The tree-lined Melnea Cass Boulevard corridor and nearby parks cut a swath in Roxbury's intense urban heat island, as seen in this map of daytime surface temperature variations. Courtesy of the Climate Ready Boston Map Explorer.

"You can feel the difference, especially in summer, when you stand under a tree. It’s not just shade – that’s part of it – but trees also cool by evapotranspiration, cycling water through their system... that process of water evaporating into gas provides air conditioning benefits," says Meshoulam. "And then there are also the intangible benefits around mental and community health: trees provide a sense of rest, and taking trees away can be traumatic."

Project documents clearly indicate that preserving trees has been a widely-held goal of the community from the early stages of the project's design process: a 2018 filing for state environmental permits states that the design had been "refined through communication and coordination with local community members... (to limit) impacts to existing mature trees."

The same filing states that 48 trees were slated for removal in the project – a figure that had been reduced from over 200 tree removals in the earliest stages of design.

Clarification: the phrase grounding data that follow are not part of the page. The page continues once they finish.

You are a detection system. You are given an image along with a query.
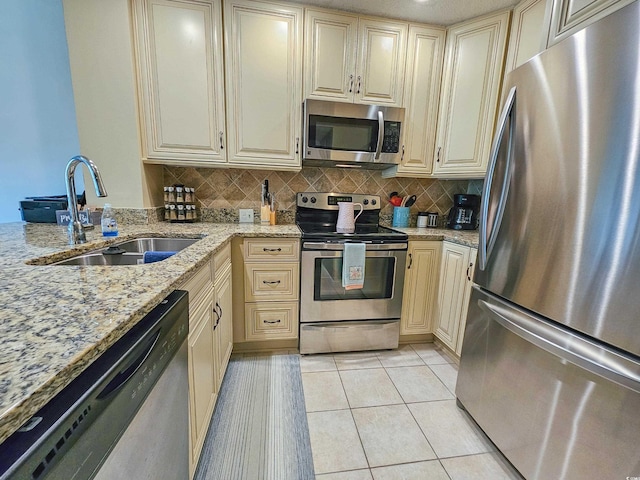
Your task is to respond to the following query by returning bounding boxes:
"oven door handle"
[302,242,407,251]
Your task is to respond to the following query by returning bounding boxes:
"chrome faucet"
[65,155,108,244]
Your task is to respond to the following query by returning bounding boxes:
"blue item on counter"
[143,251,177,264]
[392,206,410,228]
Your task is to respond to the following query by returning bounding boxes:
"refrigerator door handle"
[478,298,640,394]
[479,86,517,271]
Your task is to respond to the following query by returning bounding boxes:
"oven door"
[300,242,407,323]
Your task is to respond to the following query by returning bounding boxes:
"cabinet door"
[224,0,303,170]
[546,0,635,45]
[435,242,470,351]
[214,262,233,390]
[188,295,217,468]
[456,248,477,356]
[400,241,442,335]
[433,11,510,178]
[134,0,226,164]
[304,9,358,102]
[505,0,547,73]
[394,25,445,176]
[355,18,408,106]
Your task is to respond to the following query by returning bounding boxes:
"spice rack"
[163,185,198,222]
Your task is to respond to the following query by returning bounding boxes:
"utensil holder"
[392,207,410,228]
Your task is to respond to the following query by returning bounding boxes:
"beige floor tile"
[386,366,454,403]
[410,343,456,365]
[302,371,350,412]
[334,352,383,370]
[376,344,425,367]
[371,460,450,480]
[316,469,373,480]
[441,452,524,480]
[408,400,494,458]
[300,354,338,373]
[339,369,403,408]
[307,410,369,474]
[352,404,436,467]
[429,362,459,394]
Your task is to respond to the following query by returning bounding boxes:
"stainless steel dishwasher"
[0,290,189,480]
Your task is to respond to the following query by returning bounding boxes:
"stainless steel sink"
[49,236,201,266]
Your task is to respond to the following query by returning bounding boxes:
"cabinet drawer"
[244,263,299,301]
[245,302,298,340]
[243,239,299,261]
[180,261,213,313]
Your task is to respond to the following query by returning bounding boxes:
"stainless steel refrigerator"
[455,2,640,479]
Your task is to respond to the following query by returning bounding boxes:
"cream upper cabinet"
[304,9,407,106]
[432,10,510,178]
[133,0,226,165]
[545,0,635,46]
[389,24,445,177]
[505,0,547,73]
[224,0,303,170]
[400,241,442,335]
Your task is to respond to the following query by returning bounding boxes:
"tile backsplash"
[164,166,483,226]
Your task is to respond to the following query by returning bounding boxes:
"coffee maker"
[446,194,480,230]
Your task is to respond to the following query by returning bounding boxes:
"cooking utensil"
[404,195,416,207]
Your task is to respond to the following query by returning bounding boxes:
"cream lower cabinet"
[133,0,226,166]
[434,242,477,356]
[224,0,303,170]
[432,10,510,178]
[182,245,233,478]
[545,0,635,46]
[304,9,408,106]
[400,241,442,336]
[232,238,300,350]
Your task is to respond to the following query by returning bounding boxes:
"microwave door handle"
[375,110,384,160]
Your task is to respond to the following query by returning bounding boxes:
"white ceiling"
[293,0,521,26]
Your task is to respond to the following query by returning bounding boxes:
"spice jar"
[177,204,185,220]
[164,204,171,221]
[175,186,184,203]
[169,204,177,220]
[168,187,176,203]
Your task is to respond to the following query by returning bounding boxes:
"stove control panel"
[297,192,381,210]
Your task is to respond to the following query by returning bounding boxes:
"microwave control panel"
[382,121,401,153]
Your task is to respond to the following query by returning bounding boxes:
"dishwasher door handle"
[97,329,161,400]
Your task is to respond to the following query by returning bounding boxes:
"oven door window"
[308,115,378,152]
[314,257,395,300]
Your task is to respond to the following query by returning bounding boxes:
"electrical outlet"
[239,208,254,223]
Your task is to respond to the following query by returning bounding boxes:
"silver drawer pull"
[262,280,281,285]
[263,247,282,252]
[263,319,281,324]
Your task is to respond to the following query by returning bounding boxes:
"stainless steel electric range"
[296,192,408,354]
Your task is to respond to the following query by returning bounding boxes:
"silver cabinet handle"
[356,75,361,94]
[219,131,224,150]
[348,74,354,93]
[263,319,281,324]
[479,86,517,271]
[263,247,282,252]
[262,280,281,285]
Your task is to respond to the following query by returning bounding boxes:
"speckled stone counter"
[0,221,300,444]
[388,227,479,248]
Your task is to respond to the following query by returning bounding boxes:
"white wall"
[0,0,82,223]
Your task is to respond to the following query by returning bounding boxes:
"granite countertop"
[0,221,299,444]
[0,221,477,444]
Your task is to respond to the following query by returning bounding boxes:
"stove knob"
[310,197,316,204]
[371,199,377,206]
[302,196,308,203]
[363,199,369,205]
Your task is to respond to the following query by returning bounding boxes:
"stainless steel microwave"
[302,99,405,169]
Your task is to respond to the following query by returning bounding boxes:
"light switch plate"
[239,208,254,223]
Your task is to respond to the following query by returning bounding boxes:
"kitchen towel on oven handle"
[342,243,365,290]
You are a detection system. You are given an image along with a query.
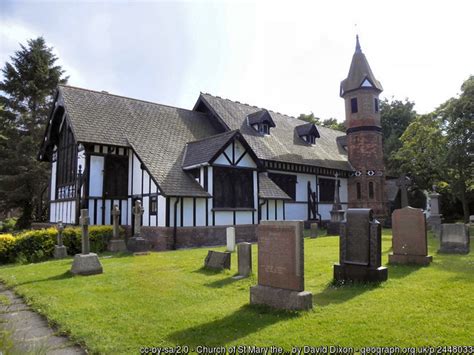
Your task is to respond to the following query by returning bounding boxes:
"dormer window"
[247,109,276,135]
[296,123,320,145]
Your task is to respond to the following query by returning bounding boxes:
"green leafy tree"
[0,37,68,228]
[297,113,345,132]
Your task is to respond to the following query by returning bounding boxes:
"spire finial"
[355,34,361,53]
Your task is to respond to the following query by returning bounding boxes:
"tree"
[380,98,417,176]
[0,37,68,228]
[297,113,345,132]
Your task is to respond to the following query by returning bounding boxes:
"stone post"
[328,173,345,235]
[71,208,103,275]
[427,190,442,236]
[396,176,412,208]
[133,200,144,237]
[226,227,235,252]
[310,223,318,238]
[127,200,151,254]
[108,205,127,252]
[236,242,252,278]
[53,220,68,259]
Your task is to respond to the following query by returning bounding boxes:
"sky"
[1,0,473,121]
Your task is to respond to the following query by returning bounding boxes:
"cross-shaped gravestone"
[57,220,64,246]
[133,200,144,237]
[112,204,120,239]
[333,172,342,210]
[79,208,90,254]
[396,176,412,208]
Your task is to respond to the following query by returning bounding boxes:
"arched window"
[369,182,374,199]
[356,182,361,200]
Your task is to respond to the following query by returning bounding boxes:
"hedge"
[0,226,118,264]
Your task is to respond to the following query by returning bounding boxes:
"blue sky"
[1,0,473,121]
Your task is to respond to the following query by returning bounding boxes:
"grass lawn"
[0,229,473,354]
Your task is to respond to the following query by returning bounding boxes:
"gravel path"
[0,283,86,354]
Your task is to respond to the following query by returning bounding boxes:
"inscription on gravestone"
[204,250,231,270]
[345,211,371,265]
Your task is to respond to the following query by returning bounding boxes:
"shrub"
[0,225,115,264]
[0,218,18,233]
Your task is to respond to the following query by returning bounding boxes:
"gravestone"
[107,205,127,252]
[70,209,103,275]
[127,200,151,253]
[469,215,474,226]
[235,242,252,278]
[250,221,312,310]
[334,209,387,282]
[204,250,231,270]
[327,173,345,235]
[310,223,318,238]
[389,207,432,265]
[438,223,470,254]
[427,190,442,236]
[226,227,236,252]
[396,176,412,208]
[53,221,68,259]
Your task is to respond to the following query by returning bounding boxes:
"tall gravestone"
[226,227,236,252]
[396,176,412,208]
[53,221,68,259]
[250,221,312,310]
[70,209,103,275]
[439,223,470,254]
[127,200,151,253]
[235,242,252,278]
[334,209,387,282]
[107,205,127,252]
[427,190,442,236]
[389,207,432,265]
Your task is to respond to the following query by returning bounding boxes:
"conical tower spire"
[355,34,361,53]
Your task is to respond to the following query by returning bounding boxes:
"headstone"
[327,173,345,235]
[469,215,474,226]
[334,209,388,282]
[107,205,127,252]
[204,250,231,270]
[250,221,312,310]
[389,207,432,265]
[396,176,412,208]
[226,227,236,252]
[438,223,470,254]
[70,209,103,275]
[310,223,318,238]
[53,221,68,259]
[427,190,442,236]
[236,242,252,278]
[127,200,151,253]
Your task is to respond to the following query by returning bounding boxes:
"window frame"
[319,178,335,203]
[351,97,358,113]
[213,166,254,209]
[150,195,158,215]
[103,154,129,198]
[268,172,297,201]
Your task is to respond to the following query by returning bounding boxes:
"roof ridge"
[186,129,239,144]
[59,84,208,116]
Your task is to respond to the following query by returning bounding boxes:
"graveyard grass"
[0,229,473,354]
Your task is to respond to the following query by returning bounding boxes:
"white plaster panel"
[195,198,206,227]
[89,156,104,197]
[214,153,231,166]
[143,170,150,194]
[158,195,166,227]
[121,200,128,225]
[295,173,317,202]
[50,161,57,201]
[96,200,103,225]
[236,211,252,225]
[183,198,194,227]
[132,154,142,195]
[214,211,233,226]
[142,196,149,226]
[284,202,307,221]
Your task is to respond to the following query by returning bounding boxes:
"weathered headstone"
[469,215,474,226]
[427,189,442,236]
[70,209,103,275]
[250,221,312,310]
[310,222,318,238]
[204,250,231,270]
[396,176,412,208]
[107,205,127,252]
[53,221,68,259]
[327,173,345,235]
[226,227,236,252]
[236,242,252,278]
[334,209,388,282]
[389,207,432,265]
[438,223,470,254]
[127,200,151,253]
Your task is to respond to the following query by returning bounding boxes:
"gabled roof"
[55,85,219,197]
[258,173,292,200]
[340,36,383,96]
[196,93,351,171]
[295,123,320,138]
[247,109,276,127]
[182,130,259,169]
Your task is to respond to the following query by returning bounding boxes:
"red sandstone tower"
[340,36,387,220]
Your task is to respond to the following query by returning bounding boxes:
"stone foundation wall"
[139,225,258,251]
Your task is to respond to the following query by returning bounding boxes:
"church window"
[369,182,374,199]
[104,155,129,197]
[259,123,269,135]
[213,167,254,208]
[268,172,297,200]
[356,182,361,200]
[374,98,379,113]
[150,196,157,215]
[351,98,358,113]
[56,124,77,199]
[319,178,335,202]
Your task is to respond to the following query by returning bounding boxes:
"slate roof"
[59,85,219,197]
[340,36,383,96]
[198,93,351,171]
[247,110,276,127]
[295,123,320,138]
[258,173,292,200]
[182,130,239,169]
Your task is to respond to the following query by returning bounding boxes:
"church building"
[38,37,387,242]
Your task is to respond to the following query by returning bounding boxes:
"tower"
[340,36,387,219]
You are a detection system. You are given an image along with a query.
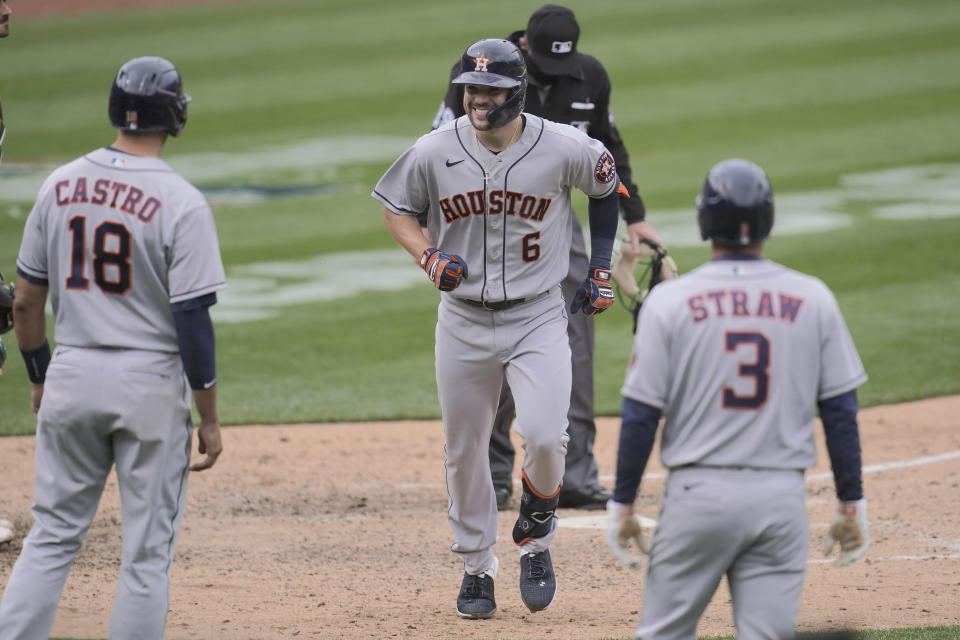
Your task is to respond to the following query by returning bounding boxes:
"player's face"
[463,84,508,131]
[0,0,11,38]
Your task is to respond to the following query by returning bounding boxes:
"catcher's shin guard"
[512,474,560,545]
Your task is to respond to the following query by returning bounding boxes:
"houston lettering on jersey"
[687,289,804,323]
[438,189,552,224]
[54,177,161,223]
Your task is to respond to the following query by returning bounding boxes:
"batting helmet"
[451,38,527,128]
[109,56,191,137]
[697,158,774,247]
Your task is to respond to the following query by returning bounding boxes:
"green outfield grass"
[1,0,959,437]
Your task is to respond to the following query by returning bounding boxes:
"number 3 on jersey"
[723,331,769,409]
[66,216,131,294]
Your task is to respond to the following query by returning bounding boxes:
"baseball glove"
[611,239,678,333]
[0,274,14,335]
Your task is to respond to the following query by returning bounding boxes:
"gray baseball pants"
[488,220,599,493]
[0,347,193,640]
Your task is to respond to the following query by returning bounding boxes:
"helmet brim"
[451,71,521,88]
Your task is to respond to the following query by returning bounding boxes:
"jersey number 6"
[723,331,769,409]
[66,216,132,295]
[522,232,541,263]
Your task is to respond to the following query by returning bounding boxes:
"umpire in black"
[430,4,662,510]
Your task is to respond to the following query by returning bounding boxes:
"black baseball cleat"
[558,485,612,510]
[519,550,556,612]
[457,570,496,619]
[495,487,512,511]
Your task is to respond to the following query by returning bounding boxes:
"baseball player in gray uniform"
[430,5,663,512]
[373,38,621,619]
[606,159,870,639]
[0,56,226,640]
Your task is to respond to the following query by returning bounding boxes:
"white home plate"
[559,514,658,530]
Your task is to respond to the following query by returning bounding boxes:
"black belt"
[458,290,549,311]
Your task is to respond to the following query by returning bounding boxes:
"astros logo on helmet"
[473,54,491,72]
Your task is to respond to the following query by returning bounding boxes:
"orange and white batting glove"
[420,248,468,292]
[822,498,869,567]
[571,266,615,316]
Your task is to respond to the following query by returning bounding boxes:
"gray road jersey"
[17,147,227,352]
[372,115,619,301]
[622,258,867,470]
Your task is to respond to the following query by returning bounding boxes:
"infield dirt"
[1,395,959,639]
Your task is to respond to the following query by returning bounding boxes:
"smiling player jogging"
[374,38,621,618]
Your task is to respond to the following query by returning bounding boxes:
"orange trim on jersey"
[521,471,561,499]
[617,182,630,197]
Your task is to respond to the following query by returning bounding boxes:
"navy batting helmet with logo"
[451,38,527,128]
[109,56,191,137]
[697,159,774,247]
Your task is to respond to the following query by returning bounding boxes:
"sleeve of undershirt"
[172,293,217,390]
[613,397,662,504]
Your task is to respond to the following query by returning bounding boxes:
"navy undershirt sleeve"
[818,389,863,501]
[587,190,619,269]
[172,293,217,391]
[613,397,662,503]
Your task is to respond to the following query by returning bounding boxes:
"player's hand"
[191,420,223,471]
[30,383,44,419]
[570,266,615,316]
[606,500,648,569]
[420,248,468,292]
[822,498,869,567]
[625,220,664,256]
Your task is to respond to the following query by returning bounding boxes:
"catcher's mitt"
[611,239,678,333]
[0,272,14,335]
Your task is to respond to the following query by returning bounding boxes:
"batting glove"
[606,500,649,569]
[570,266,615,316]
[822,498,869,567]
[420,248,468,292]
[0,518,13,545]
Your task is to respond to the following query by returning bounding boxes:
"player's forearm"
[382,208,432,261]
[192,386,219,426]
[819,389,864,501]
[587,191,619,268]
[12,277,48,350]
[172,296,217,391]
[613,396,661,504]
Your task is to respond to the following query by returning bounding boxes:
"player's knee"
[520,429,567,461]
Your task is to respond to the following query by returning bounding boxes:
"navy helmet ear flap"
[486,76,527,128]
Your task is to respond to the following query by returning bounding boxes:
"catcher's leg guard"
[512,473,560,545]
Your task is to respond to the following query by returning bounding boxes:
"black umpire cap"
[525,4,581,77]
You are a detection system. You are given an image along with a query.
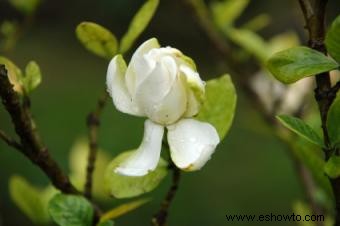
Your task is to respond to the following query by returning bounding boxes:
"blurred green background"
[0,0,339,225]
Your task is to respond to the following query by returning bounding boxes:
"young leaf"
[327,95,340,146]
[267,46,339,84]
[100,199,149,221]
[48,194,93,226]
[76,22,118,59]
[277,115,324,147]
[23,61,41,93]
[324,156,340,179]
[211,0,249,28]
[227,28,269,63]
[104,151,167,199]
[196,74,237,139]
[119,0,159,54]
[0,56,23,93]
[9,175,51,225]
[326,15,340,63]
[9,0,41,15]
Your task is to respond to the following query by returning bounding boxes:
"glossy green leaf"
[324,156,340,179]
[97,220,114,226]
[267,46,339,84]
[9,0,41,14]
[119,0,159,54]
[23,61,41,93]
[211,0,249,28]
[327,95,340,146]
[101,199,149,221]
[76,22,118,59]
[104,151,167,199]
[0,56,23,93]
[277,115,324,147]
[48,194,93,226]
[196,74,237,139]
[326,15,340,63]
[9,175,51,224]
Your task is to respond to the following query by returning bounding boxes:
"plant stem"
[0,64,78,194]
[0,130,22,150]
[152,162,181,226]
[84,92,109,199]
[297,0,340,225]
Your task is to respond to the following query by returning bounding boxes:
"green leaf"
[241,14,270,32]
[76,22,118,59]
[97,220,114,226]
[227,28,269,63]
[9,0,41,15]
[48,194,93,226]
[211,0,249,28]
[327,94,340,146]
[326,15,340,63]
[69,137,111,200]
[23,61,41,93]
[101,198,149,221]
[0,56,23,93]
[289,137,332,197]
[267,46,339,84]
[324,156,340,179]
[292,201,316,226]
[277,115,324,147]
[119,0,159,54]
[104,151,167,199]
[9,175,51,224]
[196,74,237,139]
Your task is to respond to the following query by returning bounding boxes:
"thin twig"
[297,0,340,225]
[0,64,78,194]
[152,162,181,226]
[84,92,109,199]
[0,130,22,150]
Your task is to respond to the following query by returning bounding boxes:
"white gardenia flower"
[106,38,220,176]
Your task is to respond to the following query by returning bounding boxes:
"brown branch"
[297,0,340,225]
[0,130,22,150]
[152,162,181,226]
[0,64,78,194]
[84,92,109,199]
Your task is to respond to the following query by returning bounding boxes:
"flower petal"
[125,38,160,96]
[180,65,205,117]
[167,118,220,171]
[115,120,164,176]
[106,55,143,116]
[135,57,186,124]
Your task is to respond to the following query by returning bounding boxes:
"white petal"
[135,57,186,125]
[106,55,143,116]
[115,120,164,176]
[125,38,160,96]
[180,65,205,117]
[167,119,220,171]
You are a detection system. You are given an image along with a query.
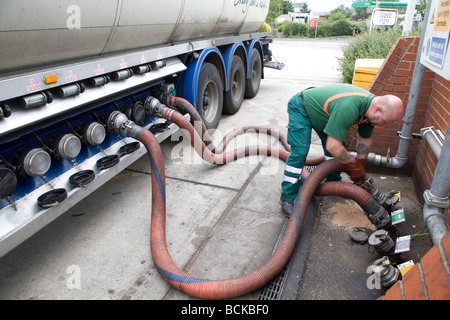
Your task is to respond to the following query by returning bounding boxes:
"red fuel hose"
[168,96,292,154]
[167,96,325,164]
[132,100,383,299]
[136,104,375,299]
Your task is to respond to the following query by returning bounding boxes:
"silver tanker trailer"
[0,0,278,257]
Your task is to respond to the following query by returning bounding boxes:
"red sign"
[308,19,317,28]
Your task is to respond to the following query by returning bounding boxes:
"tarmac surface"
[0,38,433,301]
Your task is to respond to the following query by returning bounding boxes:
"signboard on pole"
[308,19,317,28]
[308,19,318,38]
[372,9,398,26]
[420,0,450,80]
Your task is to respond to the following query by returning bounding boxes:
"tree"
[300,2,311,13]
[330,4,353,19]
[266,0,295,24]
[266,0,283,24]
[417,0,428,20]
[328,11,350,21]
[352,0,370,20]
[281,0,293,14]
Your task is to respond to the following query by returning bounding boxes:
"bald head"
[366,95,404,125]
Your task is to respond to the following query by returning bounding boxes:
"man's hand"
[326,136,367,182]
[345,158,366,182]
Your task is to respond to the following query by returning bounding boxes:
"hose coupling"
[158,93,172,107]
[356,175,387,206]
[367,256,399,288]
[157,83,176,106]
[360,197,391,229]
[144,96,175,120]
[106,111,142,139]
[368,230,395,254]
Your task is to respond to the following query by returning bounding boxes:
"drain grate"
[257,217,292,300]
[258,166,317,300]
[257,264,289,300]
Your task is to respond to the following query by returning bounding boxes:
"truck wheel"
[223,55,245,114]
[197,62,223,130]
[244,48,262,99]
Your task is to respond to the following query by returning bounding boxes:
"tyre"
[244,48,262,99]
[197,62,223,130]
[223,55,245,114]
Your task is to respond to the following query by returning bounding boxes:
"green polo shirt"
[302,84,375,143]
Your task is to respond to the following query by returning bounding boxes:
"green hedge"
[280,19,354,38]
[338,27,420,83]
[282,21,307,37]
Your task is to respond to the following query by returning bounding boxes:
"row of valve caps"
[1,95,152,179]
[0,120,107,202]
[0,106,145,203]
[0,89,163,206]
[15,121,106,177]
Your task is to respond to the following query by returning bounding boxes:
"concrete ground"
[0,38,432,301]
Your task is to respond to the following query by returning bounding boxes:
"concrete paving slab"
[164,156,287,300]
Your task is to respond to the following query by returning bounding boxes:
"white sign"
[421,0,450,80]
[372,9,398,26]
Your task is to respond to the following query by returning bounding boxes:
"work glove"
[357,157,367,169]
[345,158,366,183]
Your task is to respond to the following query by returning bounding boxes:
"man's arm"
[354,132,372,169]
[325,135,352,164]
[355,132,372,160]
[326,135,366,182]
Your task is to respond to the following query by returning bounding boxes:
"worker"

But that number crept upward again in subsequent design iterations, each of which got fewer opportunities for public scrutiny.

By June 2019, the "100 percent" design blueprints, which would ultimately be used as a template for the construction project, called for the complete removal of 121 mature trees, in addition to root trimming that would impact hundreds of other trees in the corridor.

Earlier this year, MassDOT authorized a $26 million contract with the Newport Construction Corporation of Nashua, NH to execute that design. The choice of that contractor also raised eyebrows among tree advocates: in 2017, Newport allegedly cut down several mature trees along Beacon Street without notifying abutters.

The Friends group may have gotten a boost this summer, when Dr. Karilyn Crockett, who chronicled Roxbury's activism against the Inner Belt in her book People Before Highways, joined Mayor Walsh's cabinet as the city's new Chief of Equity.

According to Boston officials, Crockett started collaborating with other city staff over the summer to reevaluate the project with a focus on its impacts to historically underserved communities in Roxbury.

At the end of August, the Boston Cyclists Union, which had been involved in the earlier design process and supportive of the project's proposed bike and pedestrian safety improvements, joined calls for the city to put the project on pause. And at a September 14th press conference, the Friends of Melnea Cass welcomed support from Boston City Council President Kim Janey, Councilor Michelle Wu, and State Senator Sonia Chang-Díaz.

Because the project is already under contract between MassDOT and Newport, the City of Boston has limited influence. But city officials say that they are working with MassDOT to pursue possible "change orders" to the agreement.

"MassDOT is aware we are reviewing the project to see if we could save additional trees," wrote a Boston Transportation Department (BTD) official in an email last week.

Change orders to a project that's already under contract can be expensive, but they're not unusual. Peter Furth, a Professor of Civil Engineering at nearby Northeastern University, observes that minor changes to the project's protected bikeways and sidewalks could preserve more trees at relatively low cost.

"A change like moving the entire roadway over, or changing the drainage – that can be expensive and hard to do (once a project is already under contract)," said Furth in a phone conversation with Streetsblog last week. "But making the bike path a little bit narrower in some locations to save a row of trees – changes that wouldn't actually cost any more to construct – those could be relatively easy."

BTD also asserts that the current contract with Newport has "strong language" for tree protection and care throughout the duration of the project, and that contract change orders for additional tree protections are also under consideration.